Fine-Tuning vs RAG

Section: 01-AI-Foundations Status: COMPLETE Last Updated: 2026-06-30 Difficulty: Intermediate


Trade-offs and Considerations

Total Cost of Ownership Comparison

ℹ Note

Note on cost figures: Specific pricing is not quoted here because AI infrastructure costs change frequently. Verify current rates for embedding APIs, vector database hosting, and fine-tuning compute in official vendor documentation. The structural cost comparison below is the durable insight.

RAG (one-time setup + ongoing):

  • Initial: document ingestion, embedding, and indexing costs scale with corpus size
  • Ongoing: incremental index updates + vector store hosting (cloud-managed options available from all major providers)
  • No GPU infrastructure required
  • No data curation labor beyond document quality review

Fine-tuning (high upfront, low ongoing):

  • Data curation: 500–5,000 high-quality examples × clinical review labor (this is typically the dominant cost — the human review, not the compute)
  • Training compute: per fine-tuning run via API fine-tuning (consult provider documentation for current rates)
  • Evaluation: clinical review of test set outputs (often requires specialized clinical informatics staff)
  • Re-training on knowledge updates: recurring cost that can accumulate
  • Total for a single clinical fine-tuning project is substantially higher than RAG setup

For most enterprise clinical AI use cases, RAG has dramatically lower TCO and higher knowledge freshness. Fine-tuning is justified only when the behavioral improvement cannot be achieved through prompt engineering and the use case is stable enough to amortize the training investment.

Fine-Tuning Risks

Risk Description Mitigation
Catastrophic forgetting Fine-tuning on a narrow dataset degrades performance on general tasks Use low learning rates; evaluate on general benchmarks post-tuning
Training data poisoning Malicious examples in training data can embed adversarial behaviors Human review of all training examples before fine-tuning
Knowledge staleness Fine-tuned knowledge becomes outdated Hybrid approach: fine-tune for behavior, RAG for knowledge
Hallucination amplification Fine-tuning can make hallucination more confident Never fine-tune on factually incorrect examples; rigorous evaluation
Overfitting Too few examples → model memorizes rather than generalizes Minimum 200 examples per class; use validation loss to detect

Comparison Table

Dimension Prompt Engineering RAG Fine-Tuning Hybrid (RAG + FT)
Time to production Days Weeks Months Months
Knowledge freshness Static (prompt) Real-time Stale Real-time
Behavioral control Moderate Moderate High Very High
Source attribution Manual Natural None Natural
Training cost None None High High
Inference cost Baseline Slightly higher Baseline Slightly higher
Clinical use case fit Simple tasks Knowledge Q&A Format/style Complex clinical AI

Interview Questions

Q1: A healthcare AI company wants to build a clinical note generation system. Should they fine-tune their model or use RAG? What additional information do you need?

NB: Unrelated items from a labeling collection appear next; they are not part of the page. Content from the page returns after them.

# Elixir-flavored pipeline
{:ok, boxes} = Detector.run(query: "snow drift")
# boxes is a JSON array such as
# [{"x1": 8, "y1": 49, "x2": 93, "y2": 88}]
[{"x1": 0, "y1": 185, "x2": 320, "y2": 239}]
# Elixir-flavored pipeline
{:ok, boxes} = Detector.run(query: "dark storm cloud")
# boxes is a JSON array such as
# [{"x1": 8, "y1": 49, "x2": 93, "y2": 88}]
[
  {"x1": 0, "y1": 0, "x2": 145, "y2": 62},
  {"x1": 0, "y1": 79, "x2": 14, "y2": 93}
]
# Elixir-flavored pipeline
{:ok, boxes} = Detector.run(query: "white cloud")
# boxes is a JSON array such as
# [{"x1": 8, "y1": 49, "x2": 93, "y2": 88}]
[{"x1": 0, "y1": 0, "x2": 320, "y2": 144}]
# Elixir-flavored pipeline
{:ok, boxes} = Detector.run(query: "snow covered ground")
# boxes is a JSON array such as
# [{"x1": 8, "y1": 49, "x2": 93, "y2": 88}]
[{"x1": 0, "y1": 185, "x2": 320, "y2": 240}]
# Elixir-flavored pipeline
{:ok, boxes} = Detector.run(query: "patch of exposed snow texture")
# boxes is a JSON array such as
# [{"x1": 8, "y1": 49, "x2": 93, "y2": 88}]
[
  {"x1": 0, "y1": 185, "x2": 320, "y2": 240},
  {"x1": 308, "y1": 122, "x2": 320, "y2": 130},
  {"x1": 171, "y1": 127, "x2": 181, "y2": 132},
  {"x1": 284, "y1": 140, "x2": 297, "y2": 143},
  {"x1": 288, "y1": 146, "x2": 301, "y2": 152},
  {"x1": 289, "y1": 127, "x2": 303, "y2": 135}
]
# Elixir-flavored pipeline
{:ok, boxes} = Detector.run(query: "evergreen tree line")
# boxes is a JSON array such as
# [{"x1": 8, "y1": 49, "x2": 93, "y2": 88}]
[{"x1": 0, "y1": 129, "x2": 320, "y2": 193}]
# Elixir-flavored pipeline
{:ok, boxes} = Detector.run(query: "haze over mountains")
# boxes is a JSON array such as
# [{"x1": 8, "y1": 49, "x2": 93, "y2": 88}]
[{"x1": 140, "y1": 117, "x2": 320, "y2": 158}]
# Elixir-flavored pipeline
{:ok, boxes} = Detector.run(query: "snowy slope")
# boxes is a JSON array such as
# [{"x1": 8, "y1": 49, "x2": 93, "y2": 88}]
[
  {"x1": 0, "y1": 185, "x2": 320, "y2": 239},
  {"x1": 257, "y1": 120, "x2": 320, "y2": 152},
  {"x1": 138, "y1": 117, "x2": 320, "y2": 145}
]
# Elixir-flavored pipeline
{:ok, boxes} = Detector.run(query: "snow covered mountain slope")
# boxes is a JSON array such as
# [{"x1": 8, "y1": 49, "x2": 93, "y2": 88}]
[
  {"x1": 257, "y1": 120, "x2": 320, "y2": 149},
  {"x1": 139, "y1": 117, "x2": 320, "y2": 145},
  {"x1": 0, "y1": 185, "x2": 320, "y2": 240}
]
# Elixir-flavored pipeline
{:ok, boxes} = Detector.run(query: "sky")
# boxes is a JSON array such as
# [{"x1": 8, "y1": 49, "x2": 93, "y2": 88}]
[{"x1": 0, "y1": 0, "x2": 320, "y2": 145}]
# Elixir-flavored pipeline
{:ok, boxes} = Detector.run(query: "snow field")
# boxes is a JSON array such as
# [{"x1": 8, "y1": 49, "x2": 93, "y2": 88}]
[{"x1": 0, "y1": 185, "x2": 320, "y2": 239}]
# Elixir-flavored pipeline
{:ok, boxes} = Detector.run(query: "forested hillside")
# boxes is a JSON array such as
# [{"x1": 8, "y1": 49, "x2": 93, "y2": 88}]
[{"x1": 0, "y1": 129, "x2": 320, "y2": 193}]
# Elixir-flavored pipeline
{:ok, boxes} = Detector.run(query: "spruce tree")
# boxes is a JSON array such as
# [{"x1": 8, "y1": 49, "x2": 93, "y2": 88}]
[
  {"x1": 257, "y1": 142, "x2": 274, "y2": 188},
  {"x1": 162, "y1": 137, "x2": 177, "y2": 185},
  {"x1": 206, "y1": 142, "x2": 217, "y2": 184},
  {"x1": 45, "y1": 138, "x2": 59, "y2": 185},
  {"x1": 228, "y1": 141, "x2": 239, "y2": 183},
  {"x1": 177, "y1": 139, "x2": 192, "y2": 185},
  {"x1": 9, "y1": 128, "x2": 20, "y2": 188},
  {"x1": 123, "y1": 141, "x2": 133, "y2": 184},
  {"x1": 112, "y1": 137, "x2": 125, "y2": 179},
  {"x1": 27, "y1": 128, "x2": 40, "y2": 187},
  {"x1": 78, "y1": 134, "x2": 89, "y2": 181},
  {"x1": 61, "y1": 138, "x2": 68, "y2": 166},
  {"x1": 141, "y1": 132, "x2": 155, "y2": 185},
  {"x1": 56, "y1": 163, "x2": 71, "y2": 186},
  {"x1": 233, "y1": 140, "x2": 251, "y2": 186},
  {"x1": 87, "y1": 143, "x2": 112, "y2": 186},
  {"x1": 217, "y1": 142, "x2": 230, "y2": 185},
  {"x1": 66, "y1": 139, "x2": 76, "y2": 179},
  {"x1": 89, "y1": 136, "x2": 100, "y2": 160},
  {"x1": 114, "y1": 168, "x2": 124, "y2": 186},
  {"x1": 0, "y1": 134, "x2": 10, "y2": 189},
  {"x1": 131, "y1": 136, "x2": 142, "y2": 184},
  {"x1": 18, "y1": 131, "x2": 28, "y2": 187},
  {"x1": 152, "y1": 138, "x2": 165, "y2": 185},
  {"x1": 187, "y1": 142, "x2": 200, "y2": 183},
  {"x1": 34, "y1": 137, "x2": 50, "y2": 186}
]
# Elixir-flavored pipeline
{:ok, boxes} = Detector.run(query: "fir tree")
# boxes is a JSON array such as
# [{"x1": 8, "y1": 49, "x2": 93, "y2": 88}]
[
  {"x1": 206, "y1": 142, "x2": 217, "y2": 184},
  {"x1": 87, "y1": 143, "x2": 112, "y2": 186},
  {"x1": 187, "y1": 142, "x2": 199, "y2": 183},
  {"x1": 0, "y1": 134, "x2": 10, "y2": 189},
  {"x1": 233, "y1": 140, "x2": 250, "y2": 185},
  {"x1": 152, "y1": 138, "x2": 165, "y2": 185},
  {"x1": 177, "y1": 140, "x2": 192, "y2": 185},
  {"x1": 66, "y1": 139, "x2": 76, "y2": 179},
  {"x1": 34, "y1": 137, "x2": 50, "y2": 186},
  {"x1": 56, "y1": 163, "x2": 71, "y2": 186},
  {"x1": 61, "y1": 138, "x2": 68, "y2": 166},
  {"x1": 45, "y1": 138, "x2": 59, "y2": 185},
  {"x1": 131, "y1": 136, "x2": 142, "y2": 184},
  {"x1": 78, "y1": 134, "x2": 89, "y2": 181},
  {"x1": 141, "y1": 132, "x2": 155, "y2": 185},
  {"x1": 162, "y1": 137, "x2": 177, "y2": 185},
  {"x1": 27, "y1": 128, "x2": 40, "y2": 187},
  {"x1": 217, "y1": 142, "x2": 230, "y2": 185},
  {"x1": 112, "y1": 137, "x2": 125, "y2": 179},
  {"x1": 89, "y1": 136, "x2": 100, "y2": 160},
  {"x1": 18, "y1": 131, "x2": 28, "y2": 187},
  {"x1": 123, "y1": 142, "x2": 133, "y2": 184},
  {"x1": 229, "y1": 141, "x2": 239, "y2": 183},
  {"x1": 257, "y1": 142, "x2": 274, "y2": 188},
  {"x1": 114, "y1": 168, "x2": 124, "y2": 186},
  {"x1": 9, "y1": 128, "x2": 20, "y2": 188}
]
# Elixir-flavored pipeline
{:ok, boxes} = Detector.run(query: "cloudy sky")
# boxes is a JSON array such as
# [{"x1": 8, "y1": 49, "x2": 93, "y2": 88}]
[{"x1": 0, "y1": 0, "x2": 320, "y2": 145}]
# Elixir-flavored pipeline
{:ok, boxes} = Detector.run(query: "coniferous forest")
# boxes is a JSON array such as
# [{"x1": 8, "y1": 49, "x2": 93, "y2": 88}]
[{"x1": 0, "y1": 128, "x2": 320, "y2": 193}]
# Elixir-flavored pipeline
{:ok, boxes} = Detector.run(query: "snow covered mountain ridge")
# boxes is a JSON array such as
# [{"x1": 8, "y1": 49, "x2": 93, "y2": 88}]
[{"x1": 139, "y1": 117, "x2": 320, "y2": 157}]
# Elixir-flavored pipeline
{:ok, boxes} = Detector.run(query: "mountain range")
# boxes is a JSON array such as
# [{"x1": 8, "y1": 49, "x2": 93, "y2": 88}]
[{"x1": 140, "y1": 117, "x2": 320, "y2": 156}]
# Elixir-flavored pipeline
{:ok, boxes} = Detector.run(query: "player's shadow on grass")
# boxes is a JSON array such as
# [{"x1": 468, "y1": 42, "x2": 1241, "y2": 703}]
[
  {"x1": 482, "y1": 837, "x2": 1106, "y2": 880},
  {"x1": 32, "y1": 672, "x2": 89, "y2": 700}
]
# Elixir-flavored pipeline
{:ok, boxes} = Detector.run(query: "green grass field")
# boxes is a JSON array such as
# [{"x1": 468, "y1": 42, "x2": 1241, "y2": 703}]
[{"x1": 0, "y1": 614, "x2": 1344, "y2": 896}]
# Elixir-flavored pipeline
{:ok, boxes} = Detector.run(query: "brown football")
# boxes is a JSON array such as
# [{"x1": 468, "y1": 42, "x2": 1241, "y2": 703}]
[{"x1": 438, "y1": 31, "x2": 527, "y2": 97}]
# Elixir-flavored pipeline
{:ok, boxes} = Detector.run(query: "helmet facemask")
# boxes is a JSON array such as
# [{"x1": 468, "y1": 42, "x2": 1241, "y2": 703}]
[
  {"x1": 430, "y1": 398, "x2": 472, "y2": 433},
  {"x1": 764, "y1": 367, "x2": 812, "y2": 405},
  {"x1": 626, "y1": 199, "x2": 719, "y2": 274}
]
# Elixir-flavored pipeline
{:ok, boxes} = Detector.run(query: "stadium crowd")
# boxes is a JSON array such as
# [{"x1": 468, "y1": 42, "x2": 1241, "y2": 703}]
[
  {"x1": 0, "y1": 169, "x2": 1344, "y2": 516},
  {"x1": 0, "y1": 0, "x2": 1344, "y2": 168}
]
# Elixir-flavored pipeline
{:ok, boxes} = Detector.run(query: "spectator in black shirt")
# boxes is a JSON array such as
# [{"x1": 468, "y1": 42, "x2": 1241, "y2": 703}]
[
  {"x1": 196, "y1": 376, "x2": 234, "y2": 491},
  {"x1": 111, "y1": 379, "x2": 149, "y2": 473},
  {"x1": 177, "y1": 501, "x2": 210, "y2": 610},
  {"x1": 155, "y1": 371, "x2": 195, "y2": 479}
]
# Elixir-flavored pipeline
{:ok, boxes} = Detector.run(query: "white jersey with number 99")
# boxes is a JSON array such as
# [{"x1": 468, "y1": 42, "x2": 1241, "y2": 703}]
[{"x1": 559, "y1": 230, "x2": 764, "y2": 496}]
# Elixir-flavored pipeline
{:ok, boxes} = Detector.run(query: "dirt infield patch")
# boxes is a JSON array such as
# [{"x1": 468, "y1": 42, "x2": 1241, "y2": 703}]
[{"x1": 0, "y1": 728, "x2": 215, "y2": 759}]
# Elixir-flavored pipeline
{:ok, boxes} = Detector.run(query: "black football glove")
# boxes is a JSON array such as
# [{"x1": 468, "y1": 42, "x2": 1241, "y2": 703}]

Category: Architecture / System Design Difficulty: Senior Role: AI Architect

Answer Framework:

My default position is to use prompt engineering first, then RAG, then fine-tuning — in that order — because each step increases cost and complexity substantially. But let me ask the clarifying questions that would change this answer:

What specifically is failing with the baseline model? If the problem is that the model doesn't know the hospital's specific formulary restrictions → RAG. If the model doesn't know the latest clinical guidelines → RAG. If the model doesn't produce output in the required clinical documentation format → try few-shot prompt engineering first; if compliance rate is still insufficient (below ~90%) → fine-tuning. If both knowledge and format are problems → hybrid.

How stable is the target knowledge? Drug formularies change monthly. Clinical guidelines change quarterly. ICD-10 codes update annually. Any of these should live in RAG, not fine-tuning. Only truly stable, behavioral properties (output format, tone, reasoning structure, safety constraints) are appropriate for fine-tuning.

Do we need source attribution? If every clinical recommendation must cite the guideline it came from (required for liability and regulatory compliance in many healthcare AI contexts) → RAG is the only option. Fine-tuned knowledge cannot be attributed to a specific source.

What is the latency requirement? Real-time intra-encounter documentation (<500ms) may require a small fine-tuned model. Post-encounter documentation (batch, no SLA) can use a large RAG-augmented model.

In the typical HMS clinical note generation scenario, the right answer is hybrid: fine-tune a mid-tier Claude model on 500+ physician-authored note examples (for format and style), plus RAG retrieval of current clinical guidelines and patient-specific EHR context (for knowledge freshness and source attribution).